To say that this release is experimental does not quite do the album, or the tag that one might attach to it, any justice. While it may be assumed that the methods pursued by Niobe to achieve the unique body of The Cclose Calll might have been experimental, the outcome itself does not necessarily reflect that. What these 12 tracks constitute is a peculiarly crafted collection of ideas that shadow a number of musical interests and avenues, spanning genres and articulating the artist’s musical quirks in a highly personal fashion.
As with her previous albums, Yvonne Cornelius is credited with all of the vocal input on The Cclose Call, as well as with just about everything else. It’s a schizophrenic but interesting listen, as Cornelius single-handedly brings a wild blend of characters to life on the record, each of whom curate, discuss, interpret, and contribute to almost every track.

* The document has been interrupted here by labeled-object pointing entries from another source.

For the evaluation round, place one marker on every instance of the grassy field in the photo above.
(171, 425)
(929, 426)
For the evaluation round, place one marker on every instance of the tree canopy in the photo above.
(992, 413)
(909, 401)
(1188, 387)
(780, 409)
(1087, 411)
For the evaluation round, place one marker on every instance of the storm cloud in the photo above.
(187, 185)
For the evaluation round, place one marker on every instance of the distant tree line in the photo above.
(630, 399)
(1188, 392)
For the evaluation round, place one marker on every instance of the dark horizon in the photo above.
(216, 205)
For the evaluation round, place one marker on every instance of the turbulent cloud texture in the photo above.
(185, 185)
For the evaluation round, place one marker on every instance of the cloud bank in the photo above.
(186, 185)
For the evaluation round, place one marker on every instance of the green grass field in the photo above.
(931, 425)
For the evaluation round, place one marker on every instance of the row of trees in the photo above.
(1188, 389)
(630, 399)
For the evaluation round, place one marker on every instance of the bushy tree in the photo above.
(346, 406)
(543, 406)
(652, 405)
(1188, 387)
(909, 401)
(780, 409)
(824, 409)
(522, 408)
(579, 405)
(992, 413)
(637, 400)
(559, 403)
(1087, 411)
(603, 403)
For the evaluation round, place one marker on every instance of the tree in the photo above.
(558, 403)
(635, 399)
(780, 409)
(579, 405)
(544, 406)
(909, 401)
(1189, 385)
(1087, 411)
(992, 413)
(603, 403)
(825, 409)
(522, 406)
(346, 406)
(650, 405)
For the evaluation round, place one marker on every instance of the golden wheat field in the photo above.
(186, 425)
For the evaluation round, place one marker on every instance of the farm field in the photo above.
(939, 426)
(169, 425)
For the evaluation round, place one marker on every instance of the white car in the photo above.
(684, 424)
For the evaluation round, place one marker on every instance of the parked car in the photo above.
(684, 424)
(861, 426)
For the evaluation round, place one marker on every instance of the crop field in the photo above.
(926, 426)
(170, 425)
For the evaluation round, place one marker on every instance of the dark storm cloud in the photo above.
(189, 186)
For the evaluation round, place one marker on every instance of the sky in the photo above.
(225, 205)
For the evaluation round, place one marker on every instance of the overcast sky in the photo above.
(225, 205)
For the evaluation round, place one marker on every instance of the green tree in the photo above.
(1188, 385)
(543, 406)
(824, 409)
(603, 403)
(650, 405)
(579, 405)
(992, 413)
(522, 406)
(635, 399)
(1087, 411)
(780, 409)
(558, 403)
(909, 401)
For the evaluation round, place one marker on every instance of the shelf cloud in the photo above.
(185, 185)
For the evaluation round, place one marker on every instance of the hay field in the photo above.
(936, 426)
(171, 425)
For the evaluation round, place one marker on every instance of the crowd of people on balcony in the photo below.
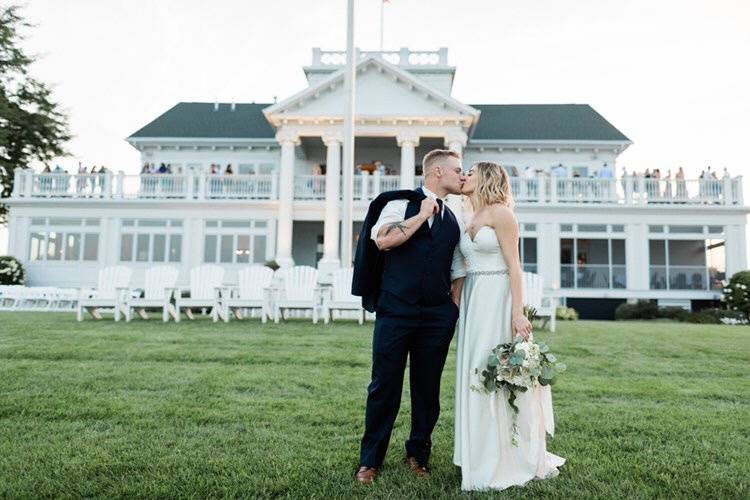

The songs form a genre-spanning collage of abundant influences and styles, from psychedelic rock that nods incessantly to The 13th Floor Elevators to deep and pulsating electronic samples that would not be out of place on the next Ryoji Ikeda release. These genre shifts are frequently accompanied by Cornelius’ gorgeous, smoky vocal efforts that drive the record along its rickety and unpredictable trajectory. This makes for an entertaining yet unbalanced listening experience, particularly when taking into account the gallery of characters who are brought along for the ride.
The first of these personalities instantly reminded me of Screamin’ Jay Hawkins’ Night Clerk in Mystery Train. “The Stillness,” the album’s gritty and captivating opener, begins with a confident and soulful remark, something about a nervous breakdown, which instantly brings to mind the charismatic and altogether hilarious performance by Hawkins in Jim Jarmusch’s masterpiece. Cornelius later brings to life a motley crew of characters that spit poetry and rhyme all over the record, carrying the listener through a musical jungle of dirty rock ’n’ roll, harmony-riddled electronica, and twee pop jams. This all happens among a splattering of sound effects that include, but are by no means limited to, thunder claps, ringing telephones, knuckle cracking, and random snippets of conversation.
Cornelius has an excellent grasp of projecting herself through a variety of channels that instantly evoke the musicians who inspired her to create her music, but it can make The Cclose Calll feel empty at times. Left to her own devices, Cornelius seems to be resorting to mimicking her diverse tastes while ignoring the record’s direction. As a result, the album is unquestionably unique, but Cornelius appears distracted by her surroundings, forgetting that she’s the one with her hands on the wheel. This makes The Cclose Call a bumpy ride, albeit one that you won’t forget anytime soon.